🤖 AI Summary
Generative large multimodal models (LMMs) struggle to directly adapt to discriminative vision-language tasks—e.g., image classification and multiple-choice visual question answering—without task-specific fine-tuning.
Method: We propose Sparse Attention Vectors (SAVs), a parameter-free adaptation method that identifies and leverages <1% of the most discriminative sparse attention head activations within LMMs as high-quality multimodal features. SAVs employ latent-space feature distillation followed by few-shot linear classification, requiring no model parameter updates.

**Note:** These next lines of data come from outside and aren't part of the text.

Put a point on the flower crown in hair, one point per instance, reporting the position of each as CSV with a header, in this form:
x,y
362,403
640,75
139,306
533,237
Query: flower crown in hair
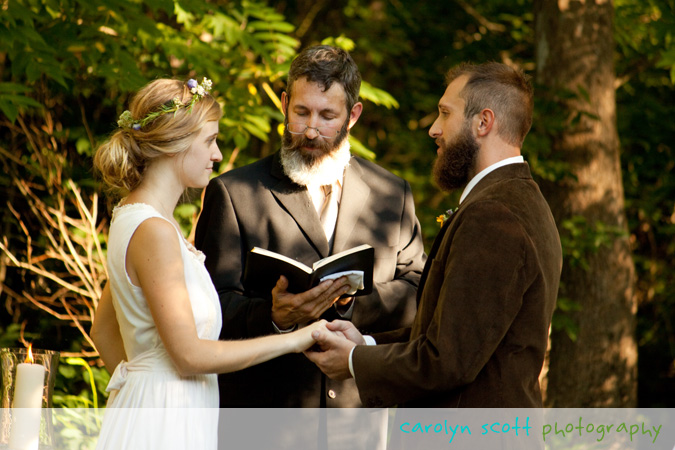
x,y
126,120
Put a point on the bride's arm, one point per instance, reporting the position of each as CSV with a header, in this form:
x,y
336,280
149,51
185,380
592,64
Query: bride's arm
x,y
105,332
154,261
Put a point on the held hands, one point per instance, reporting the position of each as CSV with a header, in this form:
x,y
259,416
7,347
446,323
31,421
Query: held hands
x,y
290,309
335,343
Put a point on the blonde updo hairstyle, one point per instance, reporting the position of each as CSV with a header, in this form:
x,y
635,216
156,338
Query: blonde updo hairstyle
x,y
122,159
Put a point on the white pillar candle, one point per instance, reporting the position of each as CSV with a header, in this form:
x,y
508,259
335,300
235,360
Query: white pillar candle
x,y
26,409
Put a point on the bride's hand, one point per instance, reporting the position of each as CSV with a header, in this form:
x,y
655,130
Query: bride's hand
x,y
303,337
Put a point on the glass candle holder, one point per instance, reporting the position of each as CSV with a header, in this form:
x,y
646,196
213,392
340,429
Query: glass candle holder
x,y
24,401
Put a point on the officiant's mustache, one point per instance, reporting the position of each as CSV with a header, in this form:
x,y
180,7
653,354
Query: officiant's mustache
x,y
297,142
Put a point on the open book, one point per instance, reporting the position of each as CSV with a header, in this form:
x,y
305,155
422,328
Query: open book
x,y
263,268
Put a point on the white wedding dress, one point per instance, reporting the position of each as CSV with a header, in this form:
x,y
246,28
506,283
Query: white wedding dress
x,y
151,406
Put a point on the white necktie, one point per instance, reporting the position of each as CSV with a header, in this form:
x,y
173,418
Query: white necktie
x,y
329,211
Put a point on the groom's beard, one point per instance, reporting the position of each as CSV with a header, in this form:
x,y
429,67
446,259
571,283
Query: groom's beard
x,y
325,164
456,160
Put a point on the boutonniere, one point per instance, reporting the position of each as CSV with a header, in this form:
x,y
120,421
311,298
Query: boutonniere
x,y
445,216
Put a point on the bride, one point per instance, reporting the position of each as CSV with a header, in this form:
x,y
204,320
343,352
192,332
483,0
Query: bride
x,y
159,318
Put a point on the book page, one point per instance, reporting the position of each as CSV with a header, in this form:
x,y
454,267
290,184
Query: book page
x,y
279,256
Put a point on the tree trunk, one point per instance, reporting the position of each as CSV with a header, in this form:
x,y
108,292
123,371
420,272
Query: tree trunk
x,y
575,50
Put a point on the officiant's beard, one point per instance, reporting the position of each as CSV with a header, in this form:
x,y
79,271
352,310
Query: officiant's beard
x,y
325,164
456,160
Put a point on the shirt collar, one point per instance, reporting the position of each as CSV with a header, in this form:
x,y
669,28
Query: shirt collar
x,y
474,181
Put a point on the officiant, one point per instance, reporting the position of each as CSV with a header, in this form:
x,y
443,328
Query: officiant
x,y
310,200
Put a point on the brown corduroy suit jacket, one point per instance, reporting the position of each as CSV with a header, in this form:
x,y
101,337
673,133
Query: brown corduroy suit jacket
x,y
485,303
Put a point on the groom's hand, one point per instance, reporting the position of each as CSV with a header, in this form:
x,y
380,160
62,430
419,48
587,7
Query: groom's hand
x,y
333,356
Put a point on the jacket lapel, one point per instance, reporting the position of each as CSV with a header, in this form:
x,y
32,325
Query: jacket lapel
x,y
355,193
297,203
432,253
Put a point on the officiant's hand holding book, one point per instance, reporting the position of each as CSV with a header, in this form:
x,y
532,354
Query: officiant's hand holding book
x,y
264,267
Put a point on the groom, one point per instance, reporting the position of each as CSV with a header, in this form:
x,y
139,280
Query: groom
x,y
490,283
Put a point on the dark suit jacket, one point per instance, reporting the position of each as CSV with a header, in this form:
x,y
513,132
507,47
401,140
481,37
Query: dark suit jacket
x,y
258,205
485,303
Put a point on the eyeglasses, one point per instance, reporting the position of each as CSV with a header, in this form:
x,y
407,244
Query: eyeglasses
x,y
301,128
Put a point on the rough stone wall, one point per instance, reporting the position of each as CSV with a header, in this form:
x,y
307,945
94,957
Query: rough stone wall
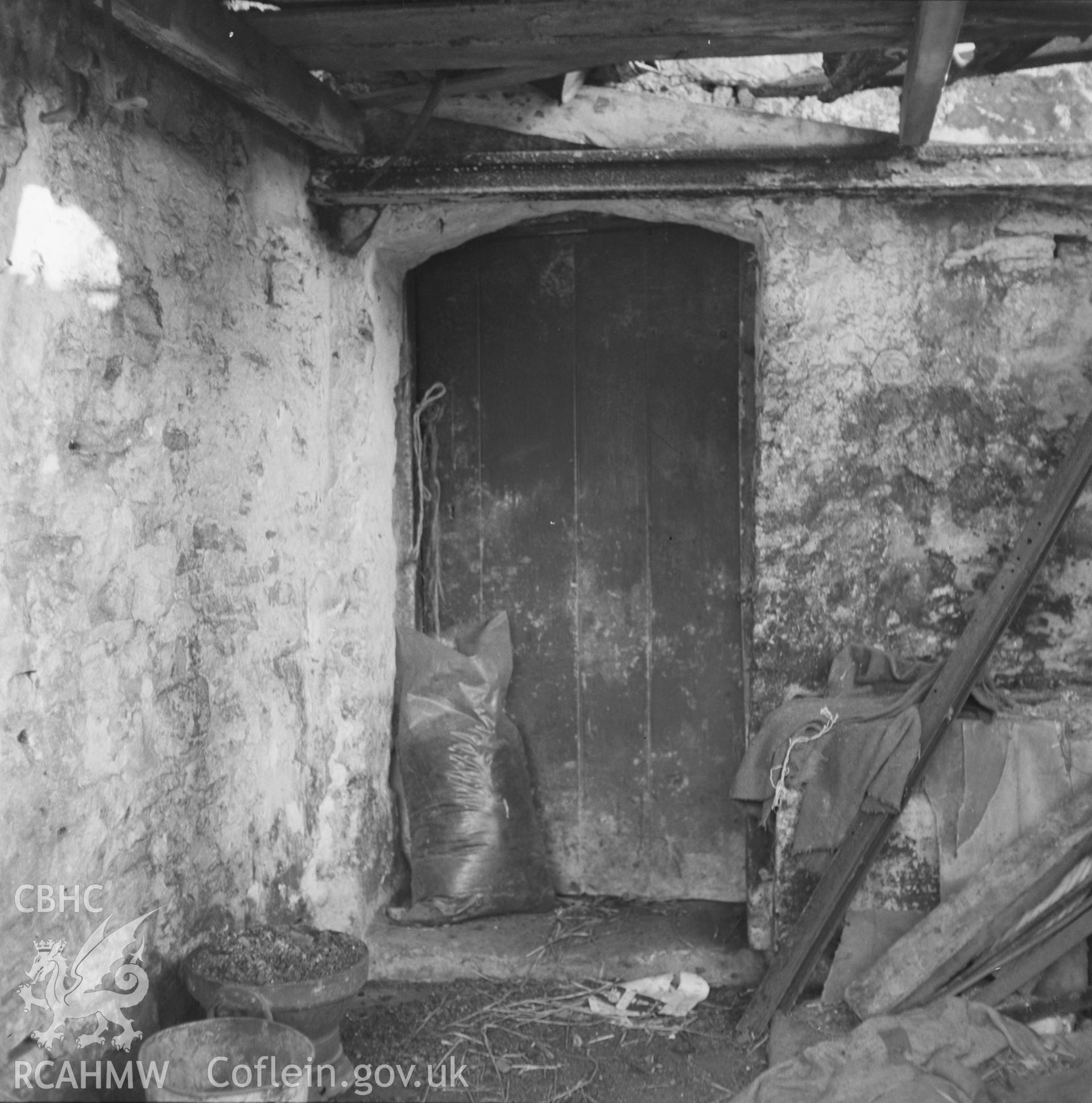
x,y
197,554
925,367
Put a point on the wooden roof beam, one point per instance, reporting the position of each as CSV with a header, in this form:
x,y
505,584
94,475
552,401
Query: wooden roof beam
x,y
228,52
936,34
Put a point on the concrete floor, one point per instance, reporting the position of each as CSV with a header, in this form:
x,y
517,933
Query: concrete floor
x,y
582,939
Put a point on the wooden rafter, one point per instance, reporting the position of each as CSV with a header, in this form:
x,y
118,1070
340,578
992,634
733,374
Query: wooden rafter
x,y
563,36
614,119
228,52
936,34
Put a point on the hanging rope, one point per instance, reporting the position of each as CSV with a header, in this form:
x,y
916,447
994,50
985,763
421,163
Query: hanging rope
x,y
427,505
780,786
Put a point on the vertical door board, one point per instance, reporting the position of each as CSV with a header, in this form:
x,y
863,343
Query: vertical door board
x,y
590,483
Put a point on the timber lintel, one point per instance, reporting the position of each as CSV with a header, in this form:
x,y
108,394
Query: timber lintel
x,y
596,173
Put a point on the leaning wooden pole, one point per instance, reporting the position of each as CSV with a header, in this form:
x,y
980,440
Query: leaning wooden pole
x,y
828,906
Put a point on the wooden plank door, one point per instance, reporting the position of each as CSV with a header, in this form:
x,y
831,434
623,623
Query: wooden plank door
x,y
589,480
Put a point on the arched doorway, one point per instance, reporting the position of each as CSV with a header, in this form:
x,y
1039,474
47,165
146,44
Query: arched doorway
x,y
589,467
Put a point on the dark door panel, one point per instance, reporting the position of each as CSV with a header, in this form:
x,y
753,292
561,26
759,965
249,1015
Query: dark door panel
x,y
589,474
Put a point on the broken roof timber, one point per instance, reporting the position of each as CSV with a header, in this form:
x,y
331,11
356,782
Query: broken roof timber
x,y
616,119
567,35
223,49
598,175
936,34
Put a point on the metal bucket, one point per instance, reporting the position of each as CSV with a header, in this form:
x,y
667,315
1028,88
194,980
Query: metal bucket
x,y
221,1061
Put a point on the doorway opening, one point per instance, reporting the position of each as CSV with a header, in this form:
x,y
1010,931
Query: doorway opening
x,y
592,455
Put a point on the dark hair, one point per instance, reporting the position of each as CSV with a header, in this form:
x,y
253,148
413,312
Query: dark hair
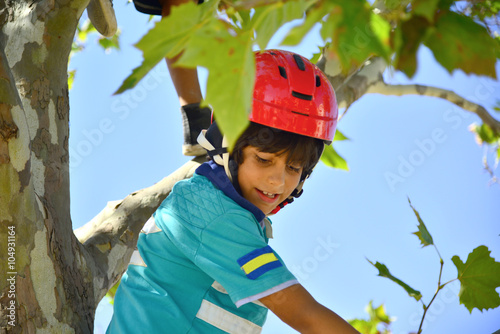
x,y
300,149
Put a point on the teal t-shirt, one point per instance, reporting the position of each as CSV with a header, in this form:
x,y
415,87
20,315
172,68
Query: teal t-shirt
x,y
202,264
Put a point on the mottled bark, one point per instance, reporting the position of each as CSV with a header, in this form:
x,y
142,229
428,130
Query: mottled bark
x,y
53,285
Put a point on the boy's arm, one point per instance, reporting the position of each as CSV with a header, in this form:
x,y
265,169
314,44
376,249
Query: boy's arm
x,y
297,308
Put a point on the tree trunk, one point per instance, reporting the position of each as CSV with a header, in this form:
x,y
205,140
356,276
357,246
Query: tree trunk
x,y
46,285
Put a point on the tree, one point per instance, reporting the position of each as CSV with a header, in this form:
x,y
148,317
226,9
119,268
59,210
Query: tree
x,y
60,276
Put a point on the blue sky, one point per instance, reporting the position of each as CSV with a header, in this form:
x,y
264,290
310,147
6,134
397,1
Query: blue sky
x,y
399,147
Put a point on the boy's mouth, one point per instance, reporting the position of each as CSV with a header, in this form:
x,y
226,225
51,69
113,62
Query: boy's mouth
x,y
266,196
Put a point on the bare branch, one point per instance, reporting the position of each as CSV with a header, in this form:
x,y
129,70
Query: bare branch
x,y
112,235
399,90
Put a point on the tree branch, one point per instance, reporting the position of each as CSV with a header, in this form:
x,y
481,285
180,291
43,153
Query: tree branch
x,y
111,236
399,90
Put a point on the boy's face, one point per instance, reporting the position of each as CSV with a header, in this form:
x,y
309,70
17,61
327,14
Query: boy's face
x,y
266,179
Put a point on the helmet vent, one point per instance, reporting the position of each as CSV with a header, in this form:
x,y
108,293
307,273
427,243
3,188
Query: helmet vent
x,y
302,96
300,62
282,71
299,113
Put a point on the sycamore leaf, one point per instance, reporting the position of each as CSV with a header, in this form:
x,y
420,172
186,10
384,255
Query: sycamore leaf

Contribution/Results: SAVs achieve state-of-the-art performance across diverse discriminative benchmarks (e.g., ImageNet, VQAv2, OK-VQA, and MME), significantly outperforming few-shot transfer and lightweight fine-tuning baselines. The approach is architecture-agnostic (validated on LLaVA, Qwen-VL, etc.), task-transferable, robust to limited supervision (only a few labeled samples per class), and exhibits consistent performance gains with increasing sample size—demonstrating effectiveness, robustness, and scalability.
📝 Abstract
Generative Large Multimodal Models (LMMs) like LLaVA and Qwen-VL excel at a wide variety of vision-language (VL) tasks such as image captioning or visual question answering. Despite strong performance, LMMs are not directly suited for foundational discriminative vision-language tasks (i.e., tasks requiring discrete label predictions) such as image classification and multiple-choice VQA. One key challenge in utilizing LMMs for discriminative tasks is the extraction of useful features from generative models. To overcome this issue, we propose an approach for finding features in the model's latent space to more effectively leverage LMMs for discriminative tasks. Toward this end, we present Sparse Attention Vectors (SAVs) -- a finetuning-free method that leverages sparse attention head activations (fewer than 1% of the heads) in LMMs as strong features for VL tasks. With only few-shot examples, SAVs demonstrate state-of-the-art performance compared to a variety of few-shot and finetuned baselines on a collection of discriminative tasks. Our experiments also imply that SAVs can scale in performance with additional examples and generalize to similar tasks, establishing SAVs as both effective and robust multimodal feature representations.